After collapsing during a pitch book print, my doctor suggested 5-minute exercise bursts every 90 minutes. Tried wall sits during model updates but nearly faceplanted into my dual monitors. For those who maintain physical regimens during marathons: What micronutrient schedules and movement routines actually helped you stay functional without breaking focus?
energy gels from marathon runners + vodka shots from traders = the real IB electrolyte mix. pro move: keep resistance bands hooked to your chair legs. when the MD walks by, you’re ‘stretching’ not slacking. bonus points if you groan about pulled hamstrings from ‘over-training’
i do chair squats when fetching prints! like 20 reps each time. helps a bit but janitors think im weird lol
Strategic hydration is key.

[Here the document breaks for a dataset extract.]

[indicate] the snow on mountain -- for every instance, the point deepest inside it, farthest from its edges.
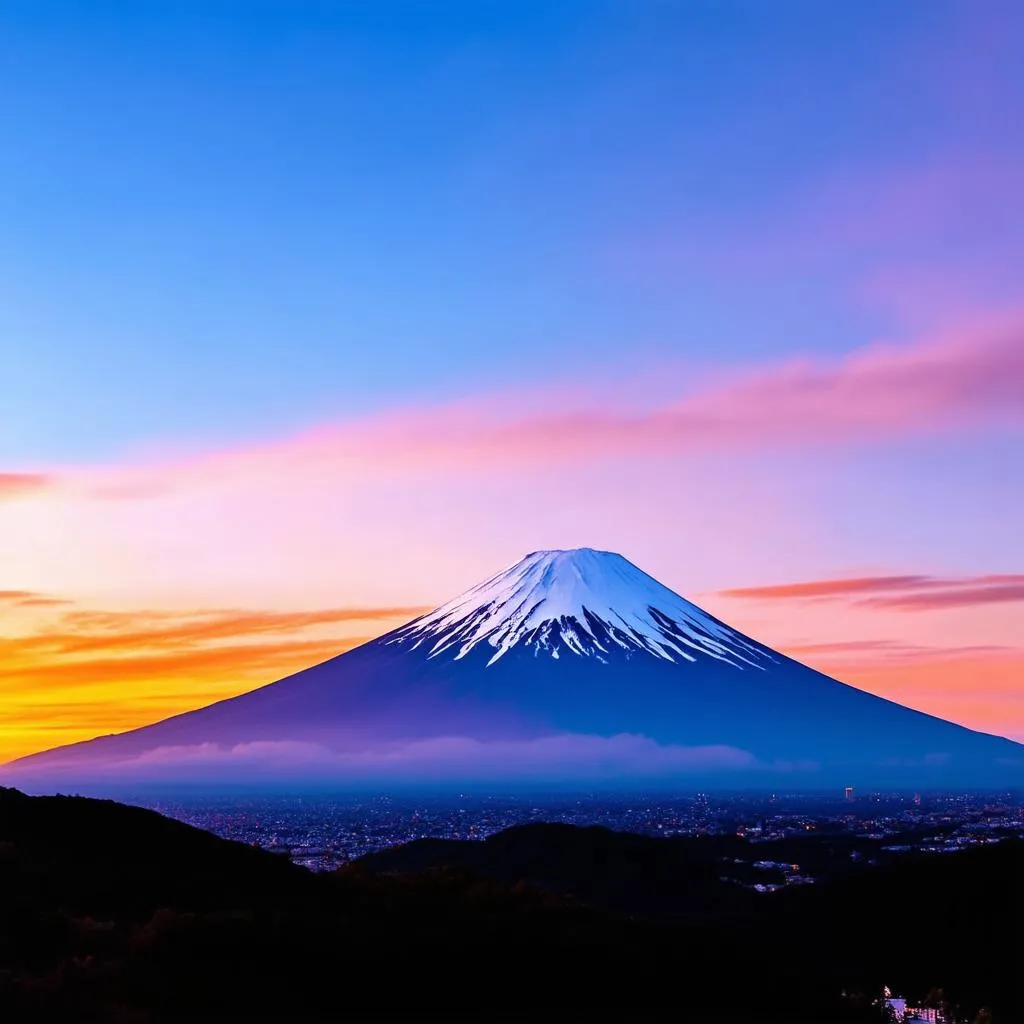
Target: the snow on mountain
(567, 666)
(591, 603)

Alternate each coffee with 8oz electrolyte water, and use those bathroom breaks for structured movement: 60-second calf raises en route to restroom, isometric glute squeezes while waiting for comments. Magnesium glycinate at 8PM prevents next-day cramping without GI issues.
A 2023 study of 84 bankers showed 4-minute tabata sessions every 2.5 hours improved error detection by 22% during overnight modeling sprints. Recommend bodyweight exercises using printer paper reams as weights - lateral raises with 500 sheet packs provide 5lb resistance.